Appendix Appendix = and one appendix = and-another appendix.

2, integer subtraction:

Given the sum of two addends and one of them, the operation of finding the other addend is called subtraction.

In subtraction, the known sum is called the minuend, the known addend is called subtraction, and the unknown addend is called difference. The minuend is the total number, and the subtraction and difference are the partial numbers respectively.

Addition and subtraction are reciprocal operations.

3, integer multiplication:

The simple operation of finding the sum of several identical addends is called multiplication.

In multiplication, the same addend and the same number of addends are called factors. The sum of the same addend is called product.

In multiplication, multiplying 0 by any number will get 0. 1, then multiply any number by any number.

A factor? A factor = product. A factor = product? Another factor

4, integer division:

Given the product of two factors and one of them, the operation of finding the other factor is called division.

In division, the known product is called dividend, the known factor is called divisor, and the calculated factor is called quotient.

Multiplication and division are reciprocal operations.

In division, 0 cannot be divided. Because 0 is multiplied by any number to get 0, any number divided by 0 can't get a definite quotient.

Dividend? Divider = quotient divisor = dividend? Business dividend = business? divisor

(2) Four decimal places operation

1, decimal addition:

The meaning of decimal addition is the same as that of integer addition. It is an operation that combines two numbers into one number.

2. Decimal subtraction:

Decimal subtraction and integer subtraction have the same meaning. The operation of finding the other addend by knowing two addends and one of them.

3. Decimal multiplication:

The meaning of decimal multiplication by integer is the same as that of integer multiplication, which is a simple operation to find the sum of several identical addends; The meaning of multiplying a number by a pure decimal is to find out a few tenths, a few percent and a few thousandths of this number.

4, fractional division:

The significance of fractional division is the same as integer division, that is, knowing the product of two factors and one of them, and finding the other factor.

5. Multiplier:

The operation of finding the product of several identical factors is called power. Like 3? 3 =32

(3) Four Fractions Operation

1, fractional addition:

Fractional addition and integer addition have the same meaning. It is an operation that combines two numbers into one number.

2. Fractional subtraction:

The significance of fractional subtraction is the same as that of integer subtraction. The operation of finding the other addend by knowing two addends and one of them.

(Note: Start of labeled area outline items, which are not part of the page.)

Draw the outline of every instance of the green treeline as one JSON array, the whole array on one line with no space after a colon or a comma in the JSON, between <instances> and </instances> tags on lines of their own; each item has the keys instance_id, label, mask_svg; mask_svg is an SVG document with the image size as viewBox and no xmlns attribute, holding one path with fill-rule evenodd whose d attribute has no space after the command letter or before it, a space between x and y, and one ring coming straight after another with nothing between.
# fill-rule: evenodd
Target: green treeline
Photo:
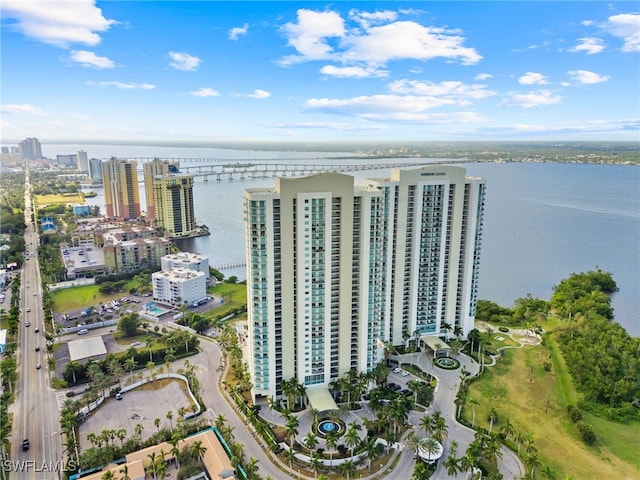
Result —
<instances>
[{"instance_id":1,"label":"green treeline","mask_svg":"<svg viewBox=\"0 0 640 480\"><path fill-rule=\"evenodd\" d=\"M560 282L551 298L563 322L556 337L584 408L611 420L640 418L640 338L610 321L608 294L616 290L601 270Z\"/></svg>"}]
</instances>

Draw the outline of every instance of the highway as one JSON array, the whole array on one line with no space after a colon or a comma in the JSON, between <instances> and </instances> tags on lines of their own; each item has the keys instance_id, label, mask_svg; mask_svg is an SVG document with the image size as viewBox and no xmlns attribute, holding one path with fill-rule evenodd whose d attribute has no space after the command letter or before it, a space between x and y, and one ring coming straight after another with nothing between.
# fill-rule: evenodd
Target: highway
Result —
<instances>
[{"instance_id":1,"label":"highway","mask_svg":"<svg viewBox=\"0 0 640 480\"><path fill-rule=\"evenodd\" d=\"M62 443L59 408L50 385L44 337L44 311L37 249L36 225L31 220L29 173L25 180L26 252L21 272L18 342L18 385L14 403L11 445L12 472L18 480L57 480L62 478ZM28 325L28 326L27 326ZM38 349L38 351L36 351ZM38 368L40 365L40 368ZM29 449L22 442L29 440Z\"/></svg>"}]
</instances>

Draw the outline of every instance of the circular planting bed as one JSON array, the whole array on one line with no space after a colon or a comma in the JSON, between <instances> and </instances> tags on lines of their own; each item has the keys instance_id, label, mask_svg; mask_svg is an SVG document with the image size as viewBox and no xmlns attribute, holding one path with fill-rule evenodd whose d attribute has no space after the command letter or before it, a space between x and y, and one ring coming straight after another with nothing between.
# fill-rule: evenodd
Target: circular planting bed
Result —
<instances>
[{"instance_id":1,"label":"circular planting bed","mask_svg":"<svg viewBox=\"0 0 640 480\"><path fill-rule=\"evenodd\" d=\"M460 362L451 357L436 358L435 364L445 370L455 370L456 368L460 368Z\"/></svg>"}]
</instances>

3. Fractional multiplication:

The significance of fractional multiplication is the same as that of integer multiplication, which is a simple operation to find the sum of several identical addends.

4. Two numbers whose product is 1 are called reciprocal.

5, fractional division:

Fractional division has the same meaning as integer division. It is an operation to find the other factor by knowing the product of two factors and one of them.